This folder contains the script to calculate the mAP on COCO/Pascal VOC 2012 Standards. There are three modes of calculation supported as of now. i) Continues Point AP ii) 11-Point AP. iii) 101-Point AP. Continuous point AP is preferred as it is more standardized and accurate.
Usage of the same script is mentioned below
python = 3.X
pip3 install -r requirements.txt
Each file will be containing annotations following the format: [Class_ID TLX TLy BRx BRy].
For example, there can be a file name frame_001.txt
containing the following lines.
frame_001.txt
0 100. 200. 221.2 250.3
0 120.3 150.6 200.1 200.9
NOTE: WHENEVER YOU GENERATE DETECTION FILES, DUMP THE RESULTS AT A VERY LOW CONFIDENCE THRESHOLD AROUND 0.001. THIS WILL ONLY GIVE YOU THE RIGHT mAP NUMBERS
Each file will be containing detection results following the format: **[Class_ID Conf TLx TLy BRx BRy] ** For example, there can be a filename frame_001.txt containing the following lines.
frame_001.txt
0 0.95 98 198.3 210.3 239.6
For example if the detector model is inferred on two classes say person and car, then model.names file will follow below given format.
model.names
person
car
NOTE: Please specify according to the class index that is being used in the detection files. Here, class person corresponds to index 0 as it is in the first line of model.names file and so on.
You can run the script by passing command line arguments with the following given switches.
After running the command, log file evaluationLog.txt
will be generated containing the AP results.

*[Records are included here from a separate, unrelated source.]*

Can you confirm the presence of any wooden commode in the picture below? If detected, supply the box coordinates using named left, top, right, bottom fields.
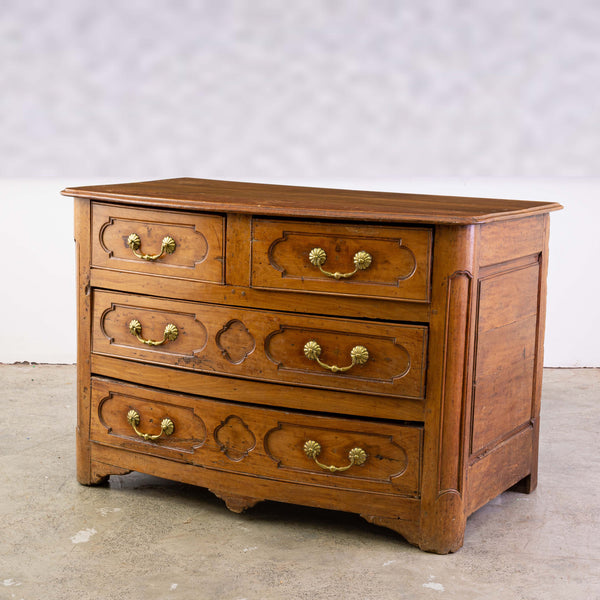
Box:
left=63, top=178, right=561, bottom=553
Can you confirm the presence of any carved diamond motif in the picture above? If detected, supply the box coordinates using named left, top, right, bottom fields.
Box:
left=215, top=415, right=256, bottom=462
left=215, top=319, right=256, bottom=365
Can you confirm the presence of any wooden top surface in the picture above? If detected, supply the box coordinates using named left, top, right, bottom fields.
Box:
left=62, top=177, right=562, bottom=225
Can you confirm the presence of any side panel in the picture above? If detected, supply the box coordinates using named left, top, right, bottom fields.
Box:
left=467, top=215, right=549, bottom=514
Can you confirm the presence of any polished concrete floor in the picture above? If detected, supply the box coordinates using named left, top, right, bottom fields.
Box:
left=0, top=365, right=600, bottom=600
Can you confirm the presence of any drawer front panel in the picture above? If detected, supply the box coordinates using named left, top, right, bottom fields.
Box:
left=92, top=378, right=422, bottom=497
left=92, top=290, right=427, bottom=399
left=92, top=203, right=225, bottom=283
left=91, top=380, right=206, bottom=462
left=252, top=219, right=432, bottom=302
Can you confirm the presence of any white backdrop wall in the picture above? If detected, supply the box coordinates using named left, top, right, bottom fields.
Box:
left=0, top=0, right=600, bottom=366
left=0, top=0, right=600, bottom=179
left=0, top=174, right=600, bottom=367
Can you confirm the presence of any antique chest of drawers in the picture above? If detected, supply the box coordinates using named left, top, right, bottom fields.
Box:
left=63, top=178, right=561, bottom=553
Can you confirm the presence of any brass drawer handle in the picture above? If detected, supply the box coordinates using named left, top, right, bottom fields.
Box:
left=127, top=409, right=175, bottom=442
left=304, top=440, right=367, bottom=473
left=129, top=319, right=179, bottom=346
left=308, top=248, right=373, bottom=279
left=127, top=233, right=176, bottom=260
left=304, top=340, right=369, bottom=373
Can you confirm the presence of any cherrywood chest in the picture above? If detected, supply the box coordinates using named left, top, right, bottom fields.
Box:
left=63, top=178, right=561, bottom=553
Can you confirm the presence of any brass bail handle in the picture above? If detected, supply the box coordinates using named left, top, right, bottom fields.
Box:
left=129, top=319, right=179, bottom=346
left=304, top=440, right=367, bottom=473
left=308, top=248, right=373, bottom=279
left=304, top=340, right=369, bottom=373
left=127, top=409, right=175, bottom=442
left=127, top=233, right=176, bottom=260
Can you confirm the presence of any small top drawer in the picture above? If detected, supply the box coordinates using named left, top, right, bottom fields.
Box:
left=251, top=219, right=432, bottom=302
left=92, top=203, right=225, bottom=283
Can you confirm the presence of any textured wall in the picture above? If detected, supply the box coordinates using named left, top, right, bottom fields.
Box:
left=0, top=0, right=600, bottom=179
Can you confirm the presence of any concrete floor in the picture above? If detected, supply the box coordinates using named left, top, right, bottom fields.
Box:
left=0, top=365, right=600, bottom=600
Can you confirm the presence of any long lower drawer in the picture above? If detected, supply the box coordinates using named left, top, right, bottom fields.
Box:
left=90, top=378, right=423, bottom=498
left=92, top=290, right=428, bottom=399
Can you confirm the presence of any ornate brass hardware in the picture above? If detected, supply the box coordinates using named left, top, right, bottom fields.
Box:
left=304, top=340, right=369, bottom=373
left=127, top=408, right=175, bottom=442
left=308, top=248, right=373, bottom=279
left=129, top=319, right=179, bottom=346
left=304, top=440, right=367, bottom=473
left=127, top=233, right=176, bottom=260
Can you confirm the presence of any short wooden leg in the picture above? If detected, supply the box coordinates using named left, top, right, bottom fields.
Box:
left=419, top=491, right=467, bottom=554
left=210, top=490, right=261, bottom=514
left=509, top=473, right=537, bottom=494
left=77, top=462, right=131, bottom=485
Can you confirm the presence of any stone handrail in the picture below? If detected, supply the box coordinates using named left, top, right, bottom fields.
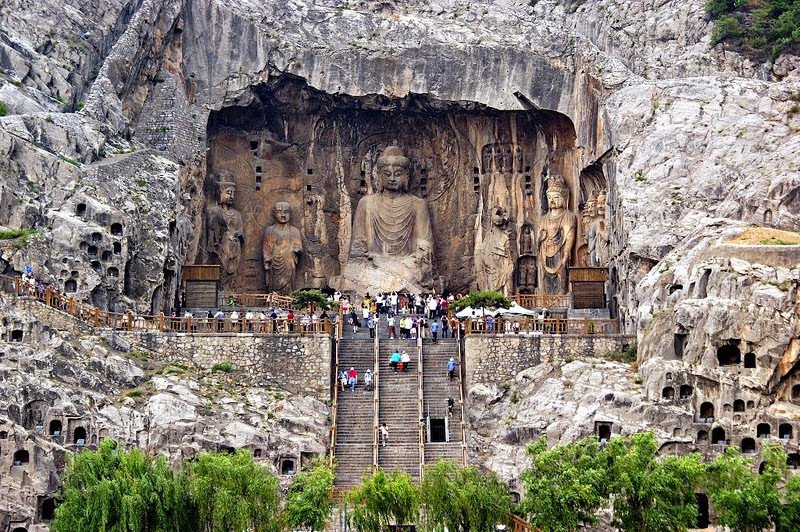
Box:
left=0, top=275, right=331, bottom=336
left=374, top=322, right=381, bottom=473
left=328, top=321, right=342, bottom=468
left=417, top=323, right=425, bottom=482
left=466, top=317, right=620, bottom=334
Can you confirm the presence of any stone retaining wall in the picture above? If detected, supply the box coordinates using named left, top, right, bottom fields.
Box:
left=464, top=334, right=636, bottom=390
left=18, top=298, right=332, bottom=400
left=118, top=332, right=332, bottom=400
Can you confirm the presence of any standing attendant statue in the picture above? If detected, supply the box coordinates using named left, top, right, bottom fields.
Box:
left=205, top=172, right=244, bottom=278
left=478, top=206, right=514, bottom=294
left=261, top=201, right=303, bottom=293
left=538, top=176, right=578, bottom=294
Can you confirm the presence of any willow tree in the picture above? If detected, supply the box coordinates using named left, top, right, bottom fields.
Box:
left=188, top=449, right=280, bottom=532
left=520, top=436, right=610, bottom=532
left=422, top=460, right=512, bottom=532
left=347, top=470, right=420, bottom=532
left=50, top=439, right=194, bottom=532
left=283, top=458, right=333, bottom=531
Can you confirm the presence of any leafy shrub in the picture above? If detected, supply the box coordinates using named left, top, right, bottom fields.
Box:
left=211, top=360, right=233, bottom=373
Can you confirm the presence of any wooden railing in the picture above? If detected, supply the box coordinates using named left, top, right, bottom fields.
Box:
left=466, top=317, right=619, bottom=335
left=509, top=294, right=571, bottom=310
left=0, top=275, right=332, bottom=335
left=222, top=292, right=293, bottom=308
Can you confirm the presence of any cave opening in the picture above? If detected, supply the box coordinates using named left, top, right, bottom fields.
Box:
left=197, top=76, right=612, bottom=306
left=717, top=340, right=742, bottom=366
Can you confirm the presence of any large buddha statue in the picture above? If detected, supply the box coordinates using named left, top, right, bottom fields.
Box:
left=539, top=176, right=578, bottom=294
left=261, top=201, right=303, bottom=293
left=343, top=146, right=433, bottom=292
left=205, top=172, right=244, bottom=281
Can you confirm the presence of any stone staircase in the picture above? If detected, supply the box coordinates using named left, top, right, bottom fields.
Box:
left=334, top=336, right=375, bottom=491
left=422, top=339, right=462, bottom=464
left=378, top=339, right=420, bottom=482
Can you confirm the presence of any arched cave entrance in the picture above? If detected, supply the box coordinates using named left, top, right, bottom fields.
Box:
left=717, top=344, right=742, bottom=366
left=72, top=427, right=86, bottom=445
left=741, top=438, right=756, bottom=453
left=200, top=77, right=600, bottom=299
left=700, top=402, right=714, bottom=423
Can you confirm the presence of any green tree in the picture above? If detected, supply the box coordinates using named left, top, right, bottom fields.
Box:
left=292, top=288, right=330, bottom=309
left=283, top=458, right=333, bottom=531
left=777, top=475, right=800, bottom=532
left=706, top=444, right=786, bottom=532
left=189, top=449, right=280, bottom=532
left=50, top=439, right=194, bottom=532
left=422, top=461, right=512, bottom=532
left=520, top=436, right=609, bottom=532
left=346, top=470, right=420, bottom=532
left=606, top=432, right=703, bottom=532
left=450, top=290, right=511, bottom=312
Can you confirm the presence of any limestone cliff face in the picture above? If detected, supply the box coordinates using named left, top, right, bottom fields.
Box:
left=0, top=0, right=800, bottom=516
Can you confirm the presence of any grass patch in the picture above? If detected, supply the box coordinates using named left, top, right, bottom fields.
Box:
left=211, top=360, right=233, bottom=373
left=728, top=227, right=800, bottom=246
left=706, top=0, right=800, bottom=61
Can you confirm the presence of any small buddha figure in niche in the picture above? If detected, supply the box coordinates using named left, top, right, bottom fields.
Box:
left=538, top=176, right=577, bottom=294
left=350, top=146, right=433, bottom=271
left=205, top=172, right=244, bottom=279
left=261, top=201, right=303, bottom=293
left=477, top=206, right=514, bottom=294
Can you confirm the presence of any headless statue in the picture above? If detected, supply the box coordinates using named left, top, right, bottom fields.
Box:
left=350, top=146, right=433, bottom=290
left=261, top=201, right=303, bottom=293
left=539, top=176, right=577, bottom=294
left=206, top=179, right=244, bottom=278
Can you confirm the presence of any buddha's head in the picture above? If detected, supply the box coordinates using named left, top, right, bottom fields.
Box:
left=272, top=201, right=292, bottom=224
left=546, top=176, right=569, bottom=210
left=377, top=146, right=411, bottom=192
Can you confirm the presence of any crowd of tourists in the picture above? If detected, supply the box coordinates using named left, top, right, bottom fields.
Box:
left=332, top=292, right=460, bottom=342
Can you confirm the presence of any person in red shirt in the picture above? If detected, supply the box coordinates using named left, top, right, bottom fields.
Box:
left=347, top=367, right=358, bottom=392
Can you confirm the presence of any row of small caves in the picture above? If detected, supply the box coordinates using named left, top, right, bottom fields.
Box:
left=59, top=203, right=124, bottom=293
left=0, top=400, right=316, bottom=532
left=661, top=335, right=800, bottom=469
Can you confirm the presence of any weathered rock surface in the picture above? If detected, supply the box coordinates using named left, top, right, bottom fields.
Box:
left=0, top=0, right=800, bottom=530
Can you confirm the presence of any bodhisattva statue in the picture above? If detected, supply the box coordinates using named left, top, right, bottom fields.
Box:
left=261, top=201, right=303, bottom=293
left=477, top=207, right=514, bottom=294
left=348, top=146, right=433, bottom=292
left=205, top=177, right=244, bottom=279
left=539, top=176, right=578, bottom=294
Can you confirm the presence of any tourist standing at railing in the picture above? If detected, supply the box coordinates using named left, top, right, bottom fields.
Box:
left=447, top=357, right=458, bottom=380
left=400, top=351, right=411, bottom=373
left=347, top=367, right=358, bottom=392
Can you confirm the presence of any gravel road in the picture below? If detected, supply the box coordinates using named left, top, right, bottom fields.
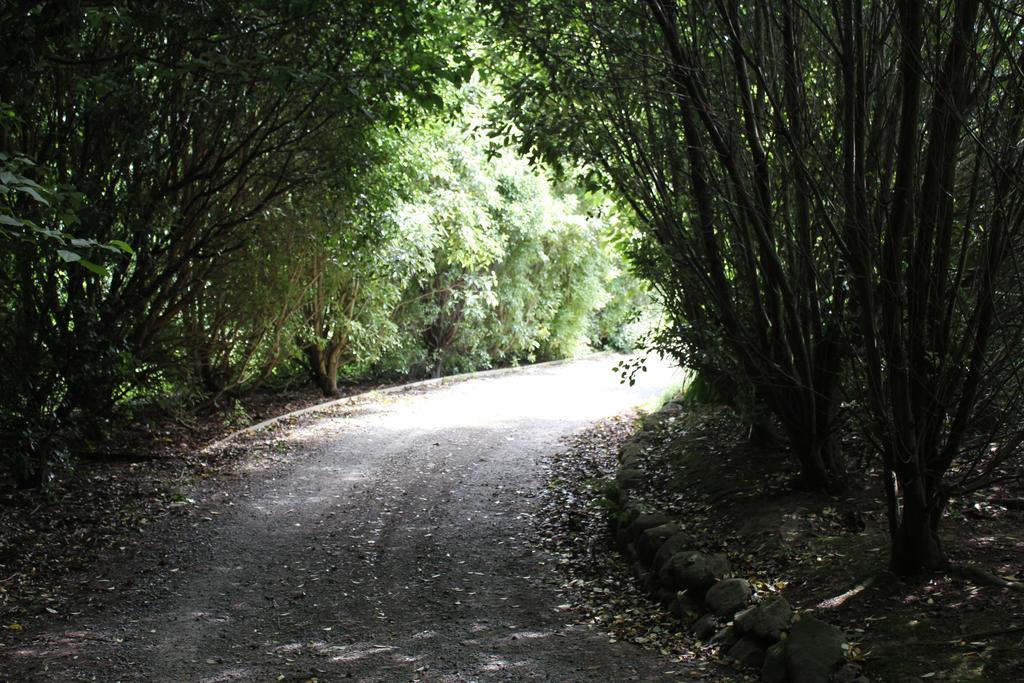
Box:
left=0, top=355, right=678, bottom=681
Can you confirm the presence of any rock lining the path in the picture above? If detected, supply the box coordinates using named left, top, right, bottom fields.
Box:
left=608, top=402, right=867, bottom=683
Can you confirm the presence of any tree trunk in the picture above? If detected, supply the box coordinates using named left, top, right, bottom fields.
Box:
left=890, top=477, right=949, bottom=577
left=302, top=342, right=339, bottom=398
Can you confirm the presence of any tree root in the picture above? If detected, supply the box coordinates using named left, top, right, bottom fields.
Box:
left=949, top=564, right=1024, bottom=592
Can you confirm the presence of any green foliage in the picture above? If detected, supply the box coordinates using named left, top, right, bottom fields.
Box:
left=0, top=0, right=651, bottom=485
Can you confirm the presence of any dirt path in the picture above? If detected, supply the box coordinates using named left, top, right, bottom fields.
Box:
left=0, top=357, right=704, bottom=681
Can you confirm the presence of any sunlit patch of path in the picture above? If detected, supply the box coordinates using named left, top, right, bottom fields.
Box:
left=6, top=356, right=720, bottom=681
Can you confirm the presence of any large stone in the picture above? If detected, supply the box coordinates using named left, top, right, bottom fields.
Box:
left=637, top=522, right=683, bottom=564
left=732, top=596, right=793, bottom=641
left=727, top=636, right=765, bottom=669
left=658, top=400, right=685, bottom=415
left=708, top=625, right=739, bottom=651
left=653, top=530, right=696, bottom=570
left=761, top=640, right=785, bottom=683
left=615, top=512, right=671, bottom=548
left=690, top=614, right=718, bottom=640
left=669, top=591, right=700, bottom=624
left=705, top=579, right=753, bottom=618
left=785, top=614, right=846, bottom=683
left=658, top=550, right=729, bottom=598
left=618, top=441, right=644, bottom=465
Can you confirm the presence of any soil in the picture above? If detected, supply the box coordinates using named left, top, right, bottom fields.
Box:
left=593, top=407, right=1024, bottom=683
left=0, top=357, right=729, bottom=681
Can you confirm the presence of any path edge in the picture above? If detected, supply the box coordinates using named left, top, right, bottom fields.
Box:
left=200, top=351, right=614, bottom=454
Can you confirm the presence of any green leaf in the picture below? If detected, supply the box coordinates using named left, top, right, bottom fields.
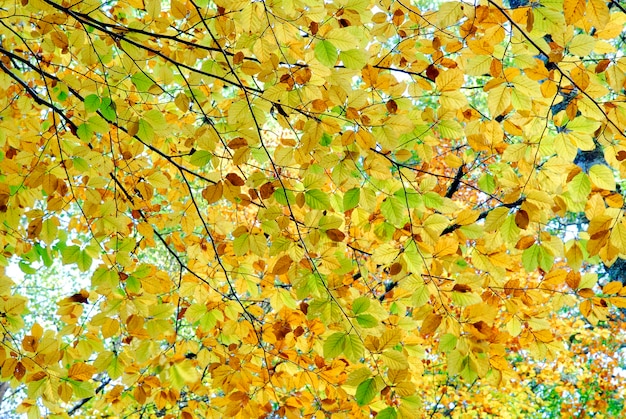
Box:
left=356, top=314, right=380, bottom=329
left=522, top=244, right=540, bottom=272
left=380, top=196, right=409, bottom=228
left=339, top=49, right=368, bottom=70
left=382, top=349, right=409, bottom=370
left=61, top=245, right=80, bottom=265
left=189, top=150, right=213, bottom=167
left=76, top=124, right=93, bottom=142
left=478, top=173, right=496, bottom=194
left=130, top=71, right=154, bottom=92
left=274, top=188, right=294, bottom=205
left=99, top=97, right=117, bottom=121
left=67, top=380, right=96, bottom=399
left=343, top=335, right=365, bottom=362
left=376, top=407, right=398, bottom=419
left=343, top=188, right=361, bottom=211
left=439, top=333, right=458, bottom=352
left=352, top=296, right=371, bottom=315
left=354, top=378, right=378, bottom=406
left=84, top=95, right=100, bottom=112
left=314, top=40, right=339, bottom=67
left=304, top=189, right=330, bottom=210
left=423, top=192, right=443, bottom=210
left=324, top=332, right=348, bottom=359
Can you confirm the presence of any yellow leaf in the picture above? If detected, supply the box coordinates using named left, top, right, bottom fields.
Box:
left=435, top=68, right=464, bottom=92
left=563, top=0, right=587, bottom=25
left=589, top=164, right=615, bottom=191
left=602, top=281, right=622, bottom=294
left=382, top=349, right=409, bottom=370
left=67, top=362, right=98, bottom=381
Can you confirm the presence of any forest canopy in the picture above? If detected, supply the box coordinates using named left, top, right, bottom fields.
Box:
left=0, top=0, right=626, bottom=419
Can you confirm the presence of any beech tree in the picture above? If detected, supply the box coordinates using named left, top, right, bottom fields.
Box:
left=0, top=0, right=626, bottom=419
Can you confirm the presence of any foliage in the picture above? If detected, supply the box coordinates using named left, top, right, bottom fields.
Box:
left=0, top=0, right=626, bottom=418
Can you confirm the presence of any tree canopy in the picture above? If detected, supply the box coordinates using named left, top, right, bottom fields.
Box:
left=0, top=0, right=626, bottom=419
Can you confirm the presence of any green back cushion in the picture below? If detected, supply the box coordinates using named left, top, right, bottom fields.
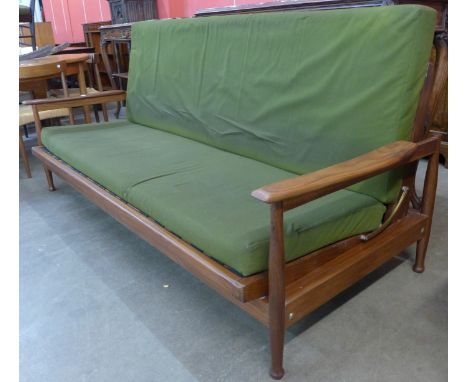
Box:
left=127, top=5, right=435, bottom=202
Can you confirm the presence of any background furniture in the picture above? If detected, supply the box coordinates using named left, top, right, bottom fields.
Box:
left=195, top=0, right=448, bottom=167
left=107, top=0, right=158, bottom=24
left=32, top=7, right=439, bottom=378
left=395, top=0, right=448, bottom=167
left=83, top=21, right=116, bottom=89
left=19, top=0, right=36, bottom=50
left=19, top=53, right=89, bottom=98
left=19, top=61, right=74, bottom=178
left=99, top=23, right=132, bottom=89
left=43, top=0, right=111, bottom=44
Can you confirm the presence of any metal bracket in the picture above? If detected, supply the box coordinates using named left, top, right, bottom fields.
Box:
left=360, top=186, right=409, bottom=241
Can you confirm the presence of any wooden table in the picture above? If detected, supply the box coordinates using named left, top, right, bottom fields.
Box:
left=19, top=53, right=89, bottom=98
left=99, top=23, right=132, bottom=89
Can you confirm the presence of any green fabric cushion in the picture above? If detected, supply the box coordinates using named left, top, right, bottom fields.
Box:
left=127, top=5, right=435, bottom=203
left=42, top=121, right=385, bottom=275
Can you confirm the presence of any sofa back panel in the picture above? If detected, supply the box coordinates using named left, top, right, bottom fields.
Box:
left=127, top=5, right=435, bottom=202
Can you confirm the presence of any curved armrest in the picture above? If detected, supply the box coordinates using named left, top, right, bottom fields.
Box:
left=251, top=138, right=439, bottom=209
left=23, top=90, right=126, bottom=111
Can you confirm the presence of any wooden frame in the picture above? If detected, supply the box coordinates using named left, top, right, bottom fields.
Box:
left=31, top=63, right=440, bottom=379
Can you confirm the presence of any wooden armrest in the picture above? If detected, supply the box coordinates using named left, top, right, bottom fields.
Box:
left=23, top=90, right=126, bottom=111
left=251, top=137, right=439, bottom=209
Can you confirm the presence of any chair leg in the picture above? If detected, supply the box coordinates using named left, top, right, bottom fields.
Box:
left=44, top=166, right=55, bottom=191
left=19, top=130, right=32, bottom=178
left=413, top=145, right=439, bottom=273
left=268, top=203, right=286, bottom=379
left=115, top=102, right=122, bottom=119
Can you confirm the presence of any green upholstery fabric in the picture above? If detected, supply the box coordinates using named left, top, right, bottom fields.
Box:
left=127, top=5, right=435, bottom=203
left=42, top=121, right=385, bottom=275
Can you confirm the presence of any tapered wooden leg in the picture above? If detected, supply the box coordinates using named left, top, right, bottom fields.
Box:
left=268, top=203, right=285, bottom=379
left=413, top=148, right=439, bottom=273
left=19, top=129, right=31, bottom=178
left=44, top=166, right=55, bottom=191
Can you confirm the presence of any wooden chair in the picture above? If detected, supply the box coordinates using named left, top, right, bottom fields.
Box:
left=19, top=63, right=71, bottom=178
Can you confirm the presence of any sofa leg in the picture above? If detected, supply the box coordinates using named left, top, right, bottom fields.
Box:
left=44, top=166, right=55, bottom=191
left=413, top=143, right=439, bottom=273
left=268, top=203, right=285, bottom=379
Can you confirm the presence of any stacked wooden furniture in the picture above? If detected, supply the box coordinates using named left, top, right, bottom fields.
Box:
left=83, top=21, right=115, bottom=90
left=30, top=6, right=439, bottom=378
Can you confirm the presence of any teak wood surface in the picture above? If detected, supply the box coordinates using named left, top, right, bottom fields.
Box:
left=33, top=64, right=440, bottom=379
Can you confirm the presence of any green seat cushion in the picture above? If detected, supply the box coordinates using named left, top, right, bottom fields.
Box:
left=42, top=121, right=385, bottom=276
left=127, top=5, right=435, bottom=203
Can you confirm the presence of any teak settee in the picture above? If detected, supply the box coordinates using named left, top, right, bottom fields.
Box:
left=30, top=6, right=439, bottom=379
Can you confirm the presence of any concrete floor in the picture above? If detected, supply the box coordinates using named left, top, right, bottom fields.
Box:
left=19, top=117, right=447, bottom=382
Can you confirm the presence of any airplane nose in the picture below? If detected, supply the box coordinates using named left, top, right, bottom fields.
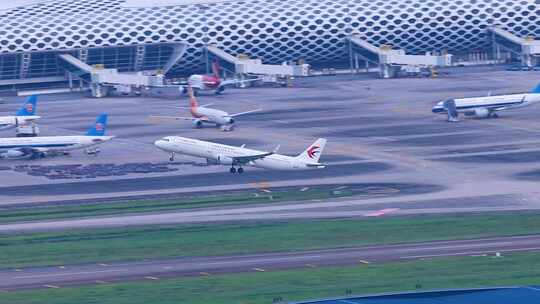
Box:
left=154, top=139, right=165, bottom=150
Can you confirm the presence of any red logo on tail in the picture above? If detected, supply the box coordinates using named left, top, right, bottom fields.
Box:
left=96, top=122, right=103, bottom=132
left=307, top=146, right=320, bottom=158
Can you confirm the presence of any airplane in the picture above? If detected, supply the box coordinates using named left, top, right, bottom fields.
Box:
left=0, top=114, right=114, bottom=159
left=180, top=61, right=259, bottom=96
left=154, top=136, right=326, bottom=173
left=0, top=95, right=41, bottom=130
left=431, top=84, right=540, bottom=122
left=150, top=86, right=262, bottom=131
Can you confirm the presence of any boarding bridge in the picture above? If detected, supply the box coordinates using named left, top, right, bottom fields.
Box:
left=59, top=54, right=164, bottom=97
left=206, top=45, right=309, bottom=78
left=488, top=26, right=540, bottom=67
left=348, top=36, right=452, bottom=78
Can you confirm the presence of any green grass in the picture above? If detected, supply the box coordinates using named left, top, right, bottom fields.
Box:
left=0, top=188, right=353, bottom=224
left=0, top=212, right=540, bottom=268
left=0, top=253, right=540, bottom=304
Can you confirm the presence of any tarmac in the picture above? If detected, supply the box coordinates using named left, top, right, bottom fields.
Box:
left=0, top=67, right=540, bottom=291
left=0, top=236, right=540, bottom=291
left=0, top=67, right=540, bottom=218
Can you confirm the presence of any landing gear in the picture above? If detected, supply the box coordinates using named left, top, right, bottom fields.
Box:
left=85, top=148, right=101, bottom=156
left=229, top=167, right=244, bottom=174
left=219, top=125, right=234, bottom=132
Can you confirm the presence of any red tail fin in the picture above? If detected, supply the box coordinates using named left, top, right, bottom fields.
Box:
left=212, top=60, right=219, bottom=78
left=187, top=86, right=199, bottom=109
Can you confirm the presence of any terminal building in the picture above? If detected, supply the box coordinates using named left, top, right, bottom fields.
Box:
left=0, top=0, right=540, bottom=87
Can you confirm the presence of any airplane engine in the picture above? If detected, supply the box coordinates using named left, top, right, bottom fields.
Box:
left=216, top=155, right=232, bottom=165
left=193, top=119, right=202, bottom=128
left=206, top=158, right=219, bottom=166
left=2, top=149, right=38, bottom=159
left=474, top=108, right=491, bottom=118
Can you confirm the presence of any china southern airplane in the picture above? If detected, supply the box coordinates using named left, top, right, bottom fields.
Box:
left=0, top=95, right=41, bottom=130
left=0, top=114, right=113, bottom=159
left=432, top=84, right=540, bottom=122
left=154, top=136, right=326, bottom=173
left=150, top=87, right=261, bottom=131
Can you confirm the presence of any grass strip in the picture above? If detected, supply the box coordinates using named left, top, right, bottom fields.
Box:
left=0, top=189, right=353, bottom=224
left=0, top=212, right=540, bottom=268
left=0, top=252, right=540, bottom=304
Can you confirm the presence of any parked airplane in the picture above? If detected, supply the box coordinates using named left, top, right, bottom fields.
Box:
left=154, top=136, right=326, bottom=173
left=0, top=114, right=113, bottom=159
left=0, top=95, right=41, bottom=130
left=432, top=84, right=540, bottom=122
left=181, top=61, right=258, bottom=96
left=150, top=86, right=261, bottom=131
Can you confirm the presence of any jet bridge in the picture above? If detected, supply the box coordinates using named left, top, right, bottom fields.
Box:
left=347, top=36, right=452, bottom=78
left=488, top=26, right=540, bottom=67
left=206, top=45, right=309, bottom=78
left=59, top=54, right=164, bottom=97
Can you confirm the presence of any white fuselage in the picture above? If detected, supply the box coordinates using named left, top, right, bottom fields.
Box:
left=0, top=136, right=113, bottom=152
left=155, top=136, right=325, bottom=170
left=191, top=107, right=234, bottom=125
left=432, top=93, right=540, bottom=113
left=0, top=115, right=41, bottom=130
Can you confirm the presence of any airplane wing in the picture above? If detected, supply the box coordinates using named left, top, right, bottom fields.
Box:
left=232, top=152, right=274, bottom=164
left=219, top=78, right=260, bottom=87
left=149, top=115, right=208, bottom=122
left=150, top=115, right=195, bottom=120
left=490, top=95, right=527, bottom=111
left=444, top=99, right=459, bottom=122
left=229, top=109, right=262, bottom=117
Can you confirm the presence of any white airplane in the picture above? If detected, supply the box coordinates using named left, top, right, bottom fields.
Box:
left=431, top=84, right=540, bottom=122
left=154, top=136, right=326, bottom=173
left=150, top=86, right=261, bottom=131
left=0, top=114, right=113, bottom=159
left=0, top=95, right=41, bottom=130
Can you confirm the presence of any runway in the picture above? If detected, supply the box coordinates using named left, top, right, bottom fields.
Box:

$python mAP.py [-h] [-d DET] [-g GT] [-i IOU] [-p POINTS] [-n NAMES] [-c CONFIDENCE]
Arguments:
-d DET, --det DET Full path to detection results folder
-g GT, --gt GT Full path to ground truth folder
-i IOU, --iou IOU Calculate AP at a particular IoU
-p POINTS, --points POINTS
Interpolation value: 0: Continues / 11: PascalVOC2012 Challenge
-n NAMES, --names NAMES
Full path of file containing names of classes index wise
-o OUTPUT, --output OUTPUT
File to dump the output
-c CONFIDENCE, --confidence CONFIDENCE
Confidence at which Precision/Recall is calculated
-ig, --ignore Flag to ignore the difficult anotations
--coco COCO Standard of calculation
Here in switch will contain the name of the model which you want to specify.
-c
switch is used to calculate Precision and Recall at a mentioned confidence. Default is 0.5
-n
switch is the path to the model.names file. Default is model.names.
-ig
switch helps to remove the difficult annotations if ON. Remember, the format of the file should be classID, Diff(0/1), Tx, TLy, BRx, BRy
-o
switch is the path to dump the results. After running the script, results for every class and for every IoU will get dumped in map_log.json
(Default).
Demo Command: $ python3 mAP.py -g "$path/to/gt/files" -d "$path/to/detection/files" -i 0.5 -n coco.names -p 0 -c 0.5
You can expect the output something like given below on VOC standards
+---------------+-------+-------+------+-------+-----------+--------+-------+--------+
| Class/IoU@0.5 | AP | TP | FP | FN | Precision | Recall | GTs | Dets |
+---------------+-------+-------+------+-------+-----------+--------+-------+--------+
| Person | 0.609 | 4271 | 338 | 5307 | 0.927 | 0.446 | 9578 | 409501 |
| Bicycle | 0.330 | 466 | 430 | 1437 | 0.520 | 0.245 | 1903 | 66510 |
| Car | 0.639 | 12138 | 842 | 24718 | 0.935 | 0.329 | 36856 | 408778 |
| Motorcycle | 0.221 | 35 | 292 | 53 | 0.107 | 0.398 | 88 | 23424 |
| Bus | 0.127 | 100 | 1002 | 119 | 0.091 | 0.457 | 219 | 21520 |
| Truck | 0.198 | 725 | 1875 | 5277 | 0.279 | 0.121 | 6002 | 60693 |
| Backpack | 0.183 | 136 | 136 | 845 | 0.500 | 0.139 | 981 | 15229 |
| Handbag | 0.210 | 125 | 140 | 1081 | 0.472 | 0.104 | 1206 | 26157 |
| Suitcase | 0.133 | 58 | 318 | 147 | 0.154 | 0.283 | 205 | 95856 |
+---------------+-------+-------+------+-------+-----------+--------+-------+--------+
mAP : 29.435
I have referred to the official matlab code of mAP calculation and excellent written explanation and code by @rafaelpadilla to understand the mAP calculation and extend it to the COCO standards.
TODO
: COCO small/medium/large AP calculation is in progress. Will be updated soon.